Она, как всегда, спросила первым долгом:
— Хотите перекусить? Или чаю? Вы обедали сегодня?
— Спасибо, Анастасия Сергеевна, — с грустью отвечал Бугорков, присаживаясь к столу и делая это без прежней уверенности в себе. — А что Верочка? Скоро ли. она придет?
— Боюсь, что нет, Коля, у них сегодня вечер на факультете, танцульки всякие…
— Жаль, — сказал Бугорков. — Вы, наверное, знаете, она не очень-то жалует меня в последнее время. Вернее сказать, просто на порог не пускает. Сегодня мне повезло. — И он несмело усмехнулся, по-дедовски быстро вскинув глаза на Анастасию Сергеевну, которая в ответ виновато улыбнулась и, прикрыв глаза, легонечко закивала ему в знак того, что она хорошо понимает его.
Он же испытывал в эти минуты острое желание обо всем рассказать доброй Анастасии Сергеевне, повиниться перед ней, пожаловаться на Верочку и попросить о помощи. «Что же теперь делать? — сказал бы он ей. — Я ведь люблю ее». Он был почти уверен, что Анастасия Сергеевна поможет ему и уговорит дочь помириться с ним.
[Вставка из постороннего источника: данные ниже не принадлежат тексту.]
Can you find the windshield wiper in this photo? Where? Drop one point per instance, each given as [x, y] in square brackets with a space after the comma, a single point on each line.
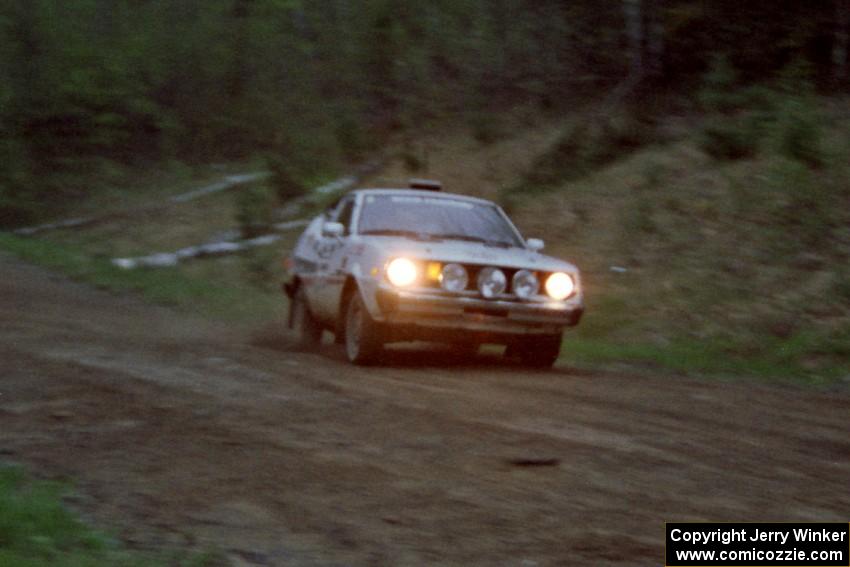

И если бы она в эти минуты сама начала об этом разговор, он, наверное, не сдержался бы и выложил все как на духу.
Но что-то вовремя подсказало Анастасии Сергеевне уйти от продолжения этого трудного разговора, что-то, видимо, предостерегло ее об опасности, она смутилась и как о деле уже давно решенном сказала, преодолевая неловкость:
— Вы посидите тут, а я быстренько чайник… У меня сегодня торт есть.
Бугорков даже не успел возразить ей, как она уже гремела на кухне посудой, ставя чайник на газ.
Он оглядывал комнату, в которой давно уже не бывал, и не в силах был даже на миг представить себе, что сможет дальше жить без этого абажура над столом, без этого комода под красное дерево, без книжного шкафа с блекло-серыми, а некогда голубыми, наверное, шторками, без этой тяжелой хрустальной пепельницы, в которой чего только не было — и наперсток, и заколки, и катушки ниток, и старый пионерский значок, и лезвие бритвы, и мелкие монеты, и маленькие изогнутые ножницы, и даже нитка искусственного жемчуга; пепельница эта стояла на комоде, на кружевной, старинной скатерти, пожелтевшей от времени. На комоде стоял еще радиоприемник, на шкале которого было так много названий городов мира, так приятно и бархатно разливал он по вечерам музыку, так уютно светились эти далекие и близкие города и зеленый глаз индикатора, когда погашен уже верхний свет и горит розовый торшер, освещая необыкновенное лицо милой Верочки Воркуевой, — все это вместе было таким привычным уже и незыблемым, что представить себе или даже просто предположить, что всего этого может вовсе и не быть, Бугорков уже не мог. Не говоря уж о том, что Анастасию Сергеевну и Олега Петровича он любил как отца с матерью и расстаться с ними навсегда было бы для него невыносимой мукой.